Fa sempre un brutto effetto sentir la parola guerra, soprattutto quando a pronunciarla è il premier di un paese dell’Ue. «Se, dopo il completamento di North Stream 2 (il gasdotto in costruzione che porterà gas russo in Germania dal 2019) verrà valutato che il sistema ucraino di trasporto del gas non sarà più necessario, allora cosa fermerà Putin dal marciare su Kiev?» si è chiesto il premier polacco Mateusz Morawiecki domenica, durante un intervento a una conferenza sul futuro delle relazioni transatlantiche svoltosi ad Amburgo. Secondo il leader polacco «nessuno crede che questo gasdotto sia un progetto economico» e non invece uno strumento dei russi a fini espansionistici. E per corroborare la sua tesi ha scomodato persino il Lenin de «L’imperialismo», dimostrando, seppur in modo falsificato, che alcune categorie cacciate dalla porta della storia rientrano dalla finestra.

«SARETE SORPRESI di chi sto per citare ma Lenin ha detto che “i capitalisti sono così avidi che ci venderanno la corda su cui li impiccheremo”. Ora noi europei dobbiamo pagare i russi per il gas, i quali guadagneranno enormi somme di denaro che investiranno nelle loro forze armate per poi poterci aggredire. Questa è la logica di ciò di cui Lenin stava parlando». Che dietro il sasso polacco sulla guerra in Europa ci sia la longa manus americana ne sono convinti a Mosca. Dmitry Peskov, portavoce ufficiale di Putin, ha sostenuto che quella di Morawiecki è una «dichiarazione infelice». Nord Stream 2 «è un progetto commercialmente valido ed economicamente interessante non solo per la Russia, ma anche per i destinatari del gas in Europa, in primis la Germania», ha dichiarato ai cronisti il portavoce del Cremlino, definendo poi le insinuazioni polacche un tentativo di politicizzare il progetto.

L’eventualità che Mosca possa infilarsi in una guerra di conquista, rompendo prima di tutti proprio con la Germania, appare davvero poco credibile. Tuttavia il richiamo polacco potrebbe contenere un grano di verità. Sul destino dell’Ucraina si sta giocando una partita complessa che potrebbe condurre alla sua spartizione. Varsavia, divenuta ormai l’alleato più zelante degli americani in Europa, punterebbe a riportare dentro i propri confini le provincie della Galizia sottrattegli nel 1939 con il patto Ribentropp-Molotov, una prospettiva che trova sempre più sostenitori in Ucraina occidentale tanto più si allontana la speranza che il paese, al collasso economico e sociale, possa entrare nella Ue nei prossimi anni.
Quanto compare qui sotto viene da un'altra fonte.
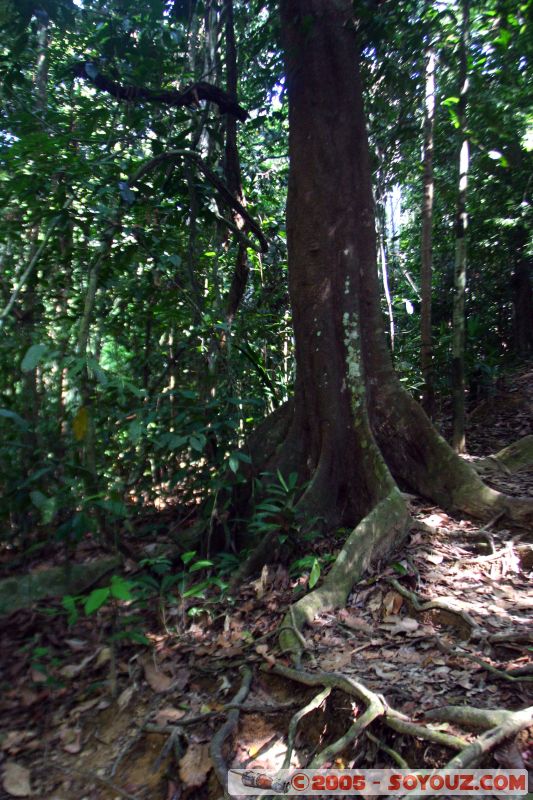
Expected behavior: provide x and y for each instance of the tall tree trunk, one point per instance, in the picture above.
(426, 264)
(343, 363)
(232, 169)
(522, 295)
(459, 322)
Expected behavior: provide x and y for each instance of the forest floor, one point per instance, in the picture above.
(87, 717)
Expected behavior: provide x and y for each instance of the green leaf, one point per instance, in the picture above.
(200, 565)
(121, 588)
(33, 357)
(197, 442)
(196, 590)
(96, 599)
(5, 412)
(315, 574)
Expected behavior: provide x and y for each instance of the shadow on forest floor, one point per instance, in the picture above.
(84, 718)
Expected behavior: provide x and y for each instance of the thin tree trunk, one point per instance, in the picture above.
(461, 224)
(522, 295)
(232, 169)
(385, 274)
(426, 266)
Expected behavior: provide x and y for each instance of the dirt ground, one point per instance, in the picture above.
(86, 715)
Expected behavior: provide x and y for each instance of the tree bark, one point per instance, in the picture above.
(351, 429)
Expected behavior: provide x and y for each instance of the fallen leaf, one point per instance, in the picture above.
(125, 696)
(73, 670)
(435, 558)
(166, 715)
(155, 679)
(335, 661)
(13, 740)
(262, 650)
(392, 602)
(195, 765)
(405, 625)
(355, 623)
(16, 780)
(85, 706)
(71, 740)
(104, 656)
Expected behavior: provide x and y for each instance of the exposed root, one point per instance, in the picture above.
(217, 742)
(469, 717)
(432, 604)
(400, 724)
(511, 459)
(514, 722)
(376, 535)
(316, 702)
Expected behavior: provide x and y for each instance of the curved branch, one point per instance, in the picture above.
(170, 97)
(222, 189)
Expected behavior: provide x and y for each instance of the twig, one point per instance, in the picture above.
(431, 604)
(219, 764)
(516, 721)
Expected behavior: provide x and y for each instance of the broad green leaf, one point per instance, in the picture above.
(96, 599)
(33, 357)
(5, 412)
(196, 590)
(200, 565)
(121, 588)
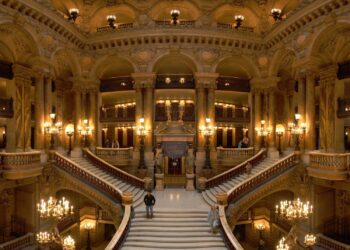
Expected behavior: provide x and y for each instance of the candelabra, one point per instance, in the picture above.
(70, 132)
(54, 208)
(263, 132)
(68, 243)
(207, 131)
(295, 211)
(141, 131)
(52, 128)
(297, 130)
(279, 133)
(85, 131)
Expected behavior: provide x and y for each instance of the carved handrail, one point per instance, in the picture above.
(18, 243)
(329, 243)
(237, 170)
(105, 166)
(253, 182)
(119, 153)
(17, 159)
(230, 241)
(122, 231)
(330, 161)
(229, 153)
(76, 170)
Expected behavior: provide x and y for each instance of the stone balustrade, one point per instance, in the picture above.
(237, 170)
(330, 166)
(122, 231)
(328, 243)
(19, 243)
(112, 170)
(79, 172)
(20, 165)
(115, 156)
(256, 180)
(231, 241)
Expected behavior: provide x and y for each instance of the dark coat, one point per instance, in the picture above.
(149, 200)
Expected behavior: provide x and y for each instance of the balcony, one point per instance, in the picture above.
(329, 166)
(6, 108)
(22, 165)
(343, 107)
(117, 114)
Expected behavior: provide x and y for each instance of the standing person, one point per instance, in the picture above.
(149, 202)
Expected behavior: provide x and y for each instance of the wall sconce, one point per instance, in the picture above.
(73, 14)
(279, 132)
(175, 14)
(111, 19)
(239, 20)
(276, 14)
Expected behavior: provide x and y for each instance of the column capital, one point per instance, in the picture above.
(144, 79)
(22, 72)
(264, 83)
(206, 79)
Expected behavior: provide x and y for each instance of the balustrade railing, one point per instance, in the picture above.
(20, 165)
(237, 170)
(105, 166)
(334, 166)
(253, 182)
(329, 243)
(115, 153)
(75, 170)
(19, 243)
(234, 153)
(122, 231)
(6, 108)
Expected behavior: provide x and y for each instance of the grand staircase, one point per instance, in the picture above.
(172, 229)
(209, 195)
(116, 182)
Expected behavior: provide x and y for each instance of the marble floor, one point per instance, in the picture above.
(178, 199)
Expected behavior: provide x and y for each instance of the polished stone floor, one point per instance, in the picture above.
(178, 199)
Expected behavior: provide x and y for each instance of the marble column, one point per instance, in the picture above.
(310, 111)
(77, 116)
(257, 115)
(22, 106)
(92, 116)
(39, 110)
(328, 76)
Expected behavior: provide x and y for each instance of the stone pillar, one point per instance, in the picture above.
(39, 110)
(328, 76)
(310, 111)
(257, 115)
(92, 116)
(22, 106)
(77, 116)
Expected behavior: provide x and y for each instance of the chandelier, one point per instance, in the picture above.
(294, 209)
(282, 245)
(45, 237)
(68, 243)
(310, 240)
(54, 208)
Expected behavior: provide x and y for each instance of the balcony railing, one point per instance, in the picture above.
(19, 243)
(330, 166)
(20, 165)
(6, 108)
(343, 107)
(121, 26)
(328, 243)
(115, 156)
(114, 171)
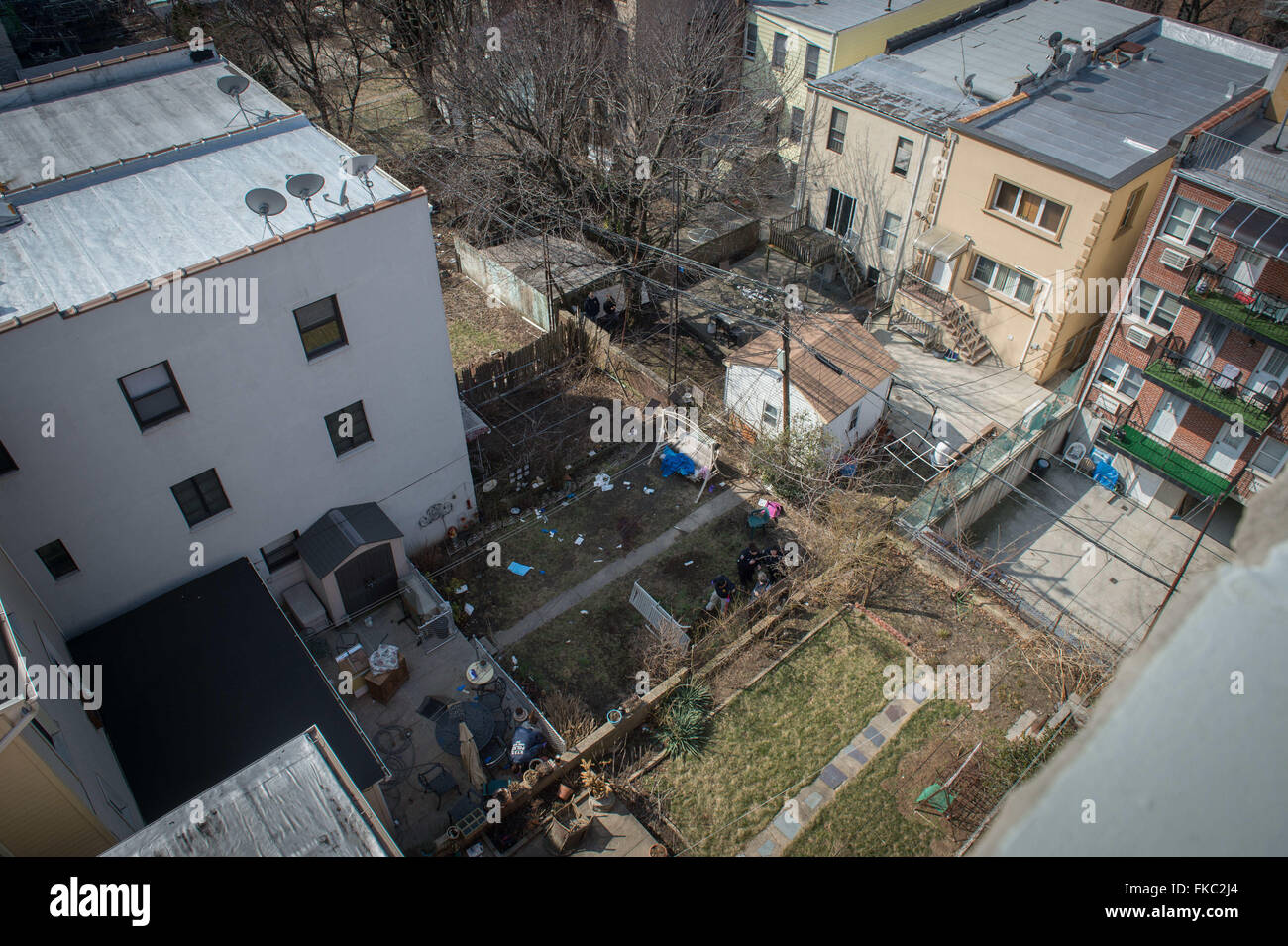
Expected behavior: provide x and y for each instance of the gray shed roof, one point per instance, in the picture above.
(342, 532)
(831, 17)
(292, 802)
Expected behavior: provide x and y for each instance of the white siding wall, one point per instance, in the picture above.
(81, 757)
(257, 408)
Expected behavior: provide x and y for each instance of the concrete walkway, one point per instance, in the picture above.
(703, 514)
(846, 765)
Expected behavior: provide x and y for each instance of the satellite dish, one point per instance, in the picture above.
(266, 202)
(233, 85)
(304, 185)
(359, 164)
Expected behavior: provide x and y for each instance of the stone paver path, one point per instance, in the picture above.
(844, 766)
(704, 512)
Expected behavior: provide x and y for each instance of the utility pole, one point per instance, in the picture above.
(1180, 572)
(786, 367)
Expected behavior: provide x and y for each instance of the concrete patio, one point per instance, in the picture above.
(1112, 588)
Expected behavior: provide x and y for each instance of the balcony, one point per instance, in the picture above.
(1173, 464)
(1218, 391)
(1257, 313)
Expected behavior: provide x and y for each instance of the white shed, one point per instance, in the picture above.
(840, 378)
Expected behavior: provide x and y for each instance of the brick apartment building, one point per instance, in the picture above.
(1189, 378)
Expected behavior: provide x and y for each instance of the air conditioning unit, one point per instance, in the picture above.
(1138, 338)
(1175, 259)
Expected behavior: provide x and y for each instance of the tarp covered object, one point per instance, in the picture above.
(674, 461)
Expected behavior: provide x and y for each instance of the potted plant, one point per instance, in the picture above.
(596, 786)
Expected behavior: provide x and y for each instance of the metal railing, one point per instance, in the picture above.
(1261, 313)
(1127, 433)
(1220, 391)
(1240, 163)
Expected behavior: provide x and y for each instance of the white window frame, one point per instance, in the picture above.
(1122, 374)
(1019, 196)
(1146, 313)
(769, 415)
(1190, 226)
(999, 266)
(1258, 472)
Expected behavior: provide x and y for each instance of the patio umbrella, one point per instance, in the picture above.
(471, 758)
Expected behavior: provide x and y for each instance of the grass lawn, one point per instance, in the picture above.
(872, 816)
(610, 524)
(596, 656)
(776, 735)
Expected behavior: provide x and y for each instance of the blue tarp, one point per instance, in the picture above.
(1106, 475)
(674, 461)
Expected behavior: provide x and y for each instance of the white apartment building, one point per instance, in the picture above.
(154, 429)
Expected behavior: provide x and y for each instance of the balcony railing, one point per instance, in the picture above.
(1220, 391)
(1128, 435)
(1258, 313)
(1234, 162)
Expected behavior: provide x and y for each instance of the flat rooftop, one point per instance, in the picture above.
(288, 803)
(923, 81)
(1109, 125)
(205, 680)
(831, 17)
(103, 231)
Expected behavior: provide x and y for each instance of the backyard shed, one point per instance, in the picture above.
(840, 378)
(353, 558)
(515, 274)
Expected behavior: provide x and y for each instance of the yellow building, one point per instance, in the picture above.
(790, 43)
(1047, 192)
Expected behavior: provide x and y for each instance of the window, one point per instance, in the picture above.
(1155, 306)
(321, 328)
(1269, 460)
(902, 158)
(836, 132)
(1129, 210)
(780, 59)
(1190, 224)
(348, 428)
(201, 497)
(811, 54)
(153, 395)
(281, 553)
(840, 213)
(1004, 279)
(798, 123)
(1028, 206)
(890, 231)
(1119, 376)
(56, 559)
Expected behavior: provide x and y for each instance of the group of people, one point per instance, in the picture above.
(758, 571)
(595, 313)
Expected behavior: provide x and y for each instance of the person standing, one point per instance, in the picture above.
(747, 564)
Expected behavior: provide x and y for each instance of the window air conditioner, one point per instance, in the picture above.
(1138, 338)
(1173, 259)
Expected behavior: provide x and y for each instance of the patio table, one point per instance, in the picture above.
(476, 717)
DELLA PARTITA sarebbe sicuramente parte l’Ungheria di Orbán che ha messo gli occhi sulla regione ucraina della Transcarpazia abitata da 150mila persone di origine magiara. Mike Pompeo, sabato scorso, ricevendo a Washington il suo omologo ucraino Pavlo Klimkin ha ribadito che il paese slavo «non ha migliore amico degli Usa nella lotta all’aggressione russa», malgrado ciò alla Casa bianca sembra si guardi già al dopo Poroshenko che nei sondaggi pre-elettorali viene dato sicuro perdente nelle presidenziali di marzo.

L’EVENTUALITÀ della balcanizzazione dell’Ucraina potrebbe diventare, extrema ratio, appetibile anche per Mosca. Già ad Helsinki lo scorso luglio a fronte del congelamento degli Accordi di Minsk, Putin avrebbe prospettato la possibilità a Trump di annettersi le Repubbliche del Donbass, seppur via referendum. Un’ipotesi che era stata ripresa rozzamente da Salvini in «Ucraina Orientale ai russi e il resto agli occidentali». Una sistemazione che probabilmente non porterebbe stabilità nella regione ma il pericolo di convulsioni ancora più drammatiche.